1.Daun petai luruh setahun sekali karena musim gugur.
2.Bulan Oktober adalah saat bulu rambutku akan luruh.
3.Karena kejatuhan hujan, banyak pepohonan di kota ini yang telah runtuh.
4.Pada saat musim panas, ayam-ayam akan meluruhkan bulu lama mereka.
5.Kondisi lingkungan yang buruk menyebabkan keanekaragaman hayati di hutan ini mulai luruh.

📚 Artikel terkait kata "luruh"

Mengenal Kata 'luruh' - Inspirasi dan Motivasi

Mengenal Kata "luruh" - Inspirasi dan Motivasi

Kata "luruh" memiliki makna yang luas dalam bahasa Indonesia, mencakup berbagai konteks dan konsep. Secara umum, kata ini mengacu pada proses jatuh, gugur, atau hilangnya sesuatu, baik itu buah, daun, rambut, maupun ide atau tujuan. Dalam sejarah, kata "luruh" telah digunakan dalam berbagai konteks, seperti dalam proses bertelur dan bertumbuh kembali, serta dalam proses undur atau surut dari cita-cita atau tujuan.

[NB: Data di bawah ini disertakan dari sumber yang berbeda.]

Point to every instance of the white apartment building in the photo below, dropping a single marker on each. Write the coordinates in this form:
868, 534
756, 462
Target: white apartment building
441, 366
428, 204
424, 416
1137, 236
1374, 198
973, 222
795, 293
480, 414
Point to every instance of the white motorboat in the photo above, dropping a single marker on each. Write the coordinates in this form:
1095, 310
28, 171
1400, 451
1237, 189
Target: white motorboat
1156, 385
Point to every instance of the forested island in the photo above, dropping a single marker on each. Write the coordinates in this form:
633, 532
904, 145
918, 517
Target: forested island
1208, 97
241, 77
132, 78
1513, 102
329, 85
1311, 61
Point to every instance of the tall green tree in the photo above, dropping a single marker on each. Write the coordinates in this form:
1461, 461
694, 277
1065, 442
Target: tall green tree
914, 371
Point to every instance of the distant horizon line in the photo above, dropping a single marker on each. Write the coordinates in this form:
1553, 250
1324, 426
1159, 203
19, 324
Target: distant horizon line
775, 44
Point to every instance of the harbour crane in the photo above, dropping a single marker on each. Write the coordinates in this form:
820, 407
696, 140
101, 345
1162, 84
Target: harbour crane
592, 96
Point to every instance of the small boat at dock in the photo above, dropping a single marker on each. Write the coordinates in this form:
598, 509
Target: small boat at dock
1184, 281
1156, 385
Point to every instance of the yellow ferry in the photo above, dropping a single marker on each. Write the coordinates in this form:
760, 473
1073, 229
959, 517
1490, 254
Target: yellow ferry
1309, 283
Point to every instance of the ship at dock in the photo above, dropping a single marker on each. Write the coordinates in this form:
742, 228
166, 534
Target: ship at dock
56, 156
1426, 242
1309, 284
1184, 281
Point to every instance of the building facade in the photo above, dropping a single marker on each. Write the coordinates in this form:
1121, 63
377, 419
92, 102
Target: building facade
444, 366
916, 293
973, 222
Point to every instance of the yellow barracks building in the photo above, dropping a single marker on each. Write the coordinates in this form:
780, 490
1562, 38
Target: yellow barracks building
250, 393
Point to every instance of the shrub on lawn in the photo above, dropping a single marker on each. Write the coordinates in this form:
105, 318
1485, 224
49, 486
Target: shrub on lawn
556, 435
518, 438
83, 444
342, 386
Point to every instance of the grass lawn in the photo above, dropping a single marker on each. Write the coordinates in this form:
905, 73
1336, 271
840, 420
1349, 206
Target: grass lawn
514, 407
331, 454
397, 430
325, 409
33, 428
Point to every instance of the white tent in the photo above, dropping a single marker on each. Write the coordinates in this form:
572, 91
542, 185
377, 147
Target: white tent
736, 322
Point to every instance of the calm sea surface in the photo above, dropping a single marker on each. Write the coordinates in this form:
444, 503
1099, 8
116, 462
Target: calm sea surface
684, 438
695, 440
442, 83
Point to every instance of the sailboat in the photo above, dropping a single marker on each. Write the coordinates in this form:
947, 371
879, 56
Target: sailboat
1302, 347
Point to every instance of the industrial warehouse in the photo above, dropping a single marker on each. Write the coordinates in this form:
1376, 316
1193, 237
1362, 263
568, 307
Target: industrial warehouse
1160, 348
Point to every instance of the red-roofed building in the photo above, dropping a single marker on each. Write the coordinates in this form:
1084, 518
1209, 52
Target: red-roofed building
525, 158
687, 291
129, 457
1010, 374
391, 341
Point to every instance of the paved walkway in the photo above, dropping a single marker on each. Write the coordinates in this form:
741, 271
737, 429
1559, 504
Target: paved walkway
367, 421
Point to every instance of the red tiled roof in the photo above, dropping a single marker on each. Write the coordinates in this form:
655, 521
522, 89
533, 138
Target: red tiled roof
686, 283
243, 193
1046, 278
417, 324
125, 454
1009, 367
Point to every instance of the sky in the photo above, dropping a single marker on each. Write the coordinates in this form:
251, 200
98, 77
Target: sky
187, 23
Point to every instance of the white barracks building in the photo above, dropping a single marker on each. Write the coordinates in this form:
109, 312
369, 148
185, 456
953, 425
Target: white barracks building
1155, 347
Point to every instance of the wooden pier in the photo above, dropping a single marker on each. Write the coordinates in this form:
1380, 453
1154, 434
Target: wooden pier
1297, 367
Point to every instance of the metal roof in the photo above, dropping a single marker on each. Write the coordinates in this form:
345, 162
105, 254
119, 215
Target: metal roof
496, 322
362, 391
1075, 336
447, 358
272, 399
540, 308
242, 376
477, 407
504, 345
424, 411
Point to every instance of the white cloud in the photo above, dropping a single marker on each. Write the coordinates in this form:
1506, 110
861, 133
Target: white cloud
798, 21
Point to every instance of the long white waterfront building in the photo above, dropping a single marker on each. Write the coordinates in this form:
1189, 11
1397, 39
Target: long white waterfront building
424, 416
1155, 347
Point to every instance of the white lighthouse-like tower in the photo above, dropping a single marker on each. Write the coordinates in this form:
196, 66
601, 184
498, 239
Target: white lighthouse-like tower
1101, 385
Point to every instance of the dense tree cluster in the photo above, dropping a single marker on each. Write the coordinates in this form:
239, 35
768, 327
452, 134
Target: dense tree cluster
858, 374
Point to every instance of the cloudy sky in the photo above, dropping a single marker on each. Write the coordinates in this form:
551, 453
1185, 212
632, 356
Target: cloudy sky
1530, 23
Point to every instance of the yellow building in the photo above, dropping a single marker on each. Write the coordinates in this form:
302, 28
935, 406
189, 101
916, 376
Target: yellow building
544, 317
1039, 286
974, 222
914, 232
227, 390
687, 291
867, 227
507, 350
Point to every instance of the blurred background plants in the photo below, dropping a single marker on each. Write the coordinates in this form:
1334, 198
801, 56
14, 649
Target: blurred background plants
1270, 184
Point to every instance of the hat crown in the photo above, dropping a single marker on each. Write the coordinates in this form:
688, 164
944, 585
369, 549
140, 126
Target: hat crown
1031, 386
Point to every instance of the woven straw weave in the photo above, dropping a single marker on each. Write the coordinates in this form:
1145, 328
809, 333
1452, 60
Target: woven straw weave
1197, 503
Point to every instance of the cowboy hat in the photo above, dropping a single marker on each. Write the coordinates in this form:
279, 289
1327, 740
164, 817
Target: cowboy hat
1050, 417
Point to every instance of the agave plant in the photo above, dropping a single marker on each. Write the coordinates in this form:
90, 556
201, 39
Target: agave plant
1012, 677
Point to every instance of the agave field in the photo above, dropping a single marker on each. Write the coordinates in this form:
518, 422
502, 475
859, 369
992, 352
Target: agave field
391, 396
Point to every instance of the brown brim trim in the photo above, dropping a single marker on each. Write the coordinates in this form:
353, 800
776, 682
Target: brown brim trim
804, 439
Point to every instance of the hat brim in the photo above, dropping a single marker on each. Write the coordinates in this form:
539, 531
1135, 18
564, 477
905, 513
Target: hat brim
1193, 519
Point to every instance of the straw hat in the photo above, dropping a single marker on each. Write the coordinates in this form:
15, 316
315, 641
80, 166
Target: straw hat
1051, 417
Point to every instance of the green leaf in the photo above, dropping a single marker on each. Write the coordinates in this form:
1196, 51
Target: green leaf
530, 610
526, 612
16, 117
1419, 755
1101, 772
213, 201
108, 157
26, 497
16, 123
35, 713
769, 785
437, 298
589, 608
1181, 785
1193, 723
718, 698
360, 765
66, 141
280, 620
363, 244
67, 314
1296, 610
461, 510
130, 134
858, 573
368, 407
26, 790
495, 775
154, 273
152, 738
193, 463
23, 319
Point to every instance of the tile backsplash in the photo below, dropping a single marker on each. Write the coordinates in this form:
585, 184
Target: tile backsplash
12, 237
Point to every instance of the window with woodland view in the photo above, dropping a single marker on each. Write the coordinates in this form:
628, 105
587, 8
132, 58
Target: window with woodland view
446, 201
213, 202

Penggunaan Kata "luruh" dalam Kalimat yang Alami

Dalam kehidupan sehari-hari, kata "luruh" sering digunakan dalam kalimat yang alami. Contohnya, "daun petai akan luruh setiap akhir musim", atau "ia merasa lelah dan telah luruh dari cita-citanya semula". Dalam bahasa sehari-hari, kita juga sering menggunakan kata "luruh" dalam konteks pelepasan bulu, seperti "ayam akan luruh bulu-bulunya setiap musim". Dengan demikian, kata "luruh" menjadi bagian dari bahasa kita yang sehari-hari.

Relevansi Kata "luruh" dalam Kehidupan Sehari-Hari

Kata "luruh" memiliki relevansi yang kuat dalam kehidupan sehari-hari, terutama dalam konteks perubahan dan pertumbuhan. Dalam budaya Indonesia modern, kata "luruh" sering digunakan dalam konteks pelepasan dan penggantian, seperti dalam proses pelepasan bulu yang lama dan penggantian dengan bulu yang baru. Dengan demikian, kata "luruh" menjadi simbol perubahan dan pertumbuhan dalam kehidupan kita.